I take in a lungful of the sweet fresh air. “Dan can stay. Alder isn’t looking for him. I trust you, Lost. You can keep an eye out for him, and he could build a new life here. I could go, Alder would lose my trail. Problem over.”
He growls. “Problem far from over. You’d lose both your kids.”
“But they’ll be safe. And that’s all that matters.”
“If you go, you’ll hurt. If you go…” He breaks off.
“If I go, what?”
“Forget it.” He shakes his head dismissively.
“Forget what? What is it, Lost?”
Suddenly he stalks toward me. “If you go, I’ll fucking hurt. For years I thought I didn’t want or need another woman in my life until I met you and that got knocked on the head. I want you, Patsy, I’ve told you that. But not just for one night. I want to take you out, date you, get to know you and then, if you agree, take you to my bed and fuck you the way you deserve.

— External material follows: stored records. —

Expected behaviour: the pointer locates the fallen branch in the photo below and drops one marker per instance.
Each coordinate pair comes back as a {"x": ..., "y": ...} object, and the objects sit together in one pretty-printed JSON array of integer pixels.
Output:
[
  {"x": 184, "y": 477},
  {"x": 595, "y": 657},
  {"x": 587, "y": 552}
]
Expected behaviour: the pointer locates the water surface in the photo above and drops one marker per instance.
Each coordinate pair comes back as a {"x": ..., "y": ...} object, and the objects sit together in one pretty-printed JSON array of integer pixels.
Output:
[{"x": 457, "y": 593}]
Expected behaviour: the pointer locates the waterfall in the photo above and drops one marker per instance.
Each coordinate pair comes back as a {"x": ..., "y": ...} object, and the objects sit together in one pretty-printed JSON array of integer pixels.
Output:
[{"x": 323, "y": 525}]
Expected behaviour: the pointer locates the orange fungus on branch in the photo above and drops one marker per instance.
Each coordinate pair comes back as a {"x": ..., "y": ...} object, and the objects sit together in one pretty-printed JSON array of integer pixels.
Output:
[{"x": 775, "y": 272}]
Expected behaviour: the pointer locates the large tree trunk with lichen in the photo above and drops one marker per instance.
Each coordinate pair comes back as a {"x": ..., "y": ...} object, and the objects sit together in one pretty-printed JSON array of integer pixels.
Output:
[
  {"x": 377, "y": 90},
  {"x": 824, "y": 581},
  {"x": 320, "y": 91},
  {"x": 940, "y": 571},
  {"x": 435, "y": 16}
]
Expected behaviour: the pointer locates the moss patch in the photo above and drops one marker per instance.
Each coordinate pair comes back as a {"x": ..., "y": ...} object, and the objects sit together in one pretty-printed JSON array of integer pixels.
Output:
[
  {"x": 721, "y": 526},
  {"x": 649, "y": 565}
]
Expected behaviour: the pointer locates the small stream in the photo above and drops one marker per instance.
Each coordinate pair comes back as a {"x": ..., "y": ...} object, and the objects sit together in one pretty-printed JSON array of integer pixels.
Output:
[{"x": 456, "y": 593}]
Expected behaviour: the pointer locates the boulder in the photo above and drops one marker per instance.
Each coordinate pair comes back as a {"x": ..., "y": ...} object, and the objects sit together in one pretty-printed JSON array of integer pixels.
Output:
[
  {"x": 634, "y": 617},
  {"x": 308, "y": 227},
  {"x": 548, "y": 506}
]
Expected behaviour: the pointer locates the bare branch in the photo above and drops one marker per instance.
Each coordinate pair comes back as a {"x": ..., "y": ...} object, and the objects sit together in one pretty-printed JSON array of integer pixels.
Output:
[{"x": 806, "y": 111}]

I want to discover how you taste on my tongue, the sounds you make when you come. I want your thighs squeezing my head. I want you to come over and over again, and then, only then, will I feed my cock into your pussy and feel you clamp down and orgasm over my dick making me lose control too.”
My eyes widen in desire and shock as he spouts promises in words no man has ever used in front of me before.
Phil had never gone down on me. My only knowledge of the act is hearing people talk, reading posts which made me giggle on social media, or from books. I wasn’t quite sure what I’d feel about participating in that act until Lost mentioned doing those things to me. While mentally I hadn’t leaped on board, apparently my body already has as my legs have pressed together.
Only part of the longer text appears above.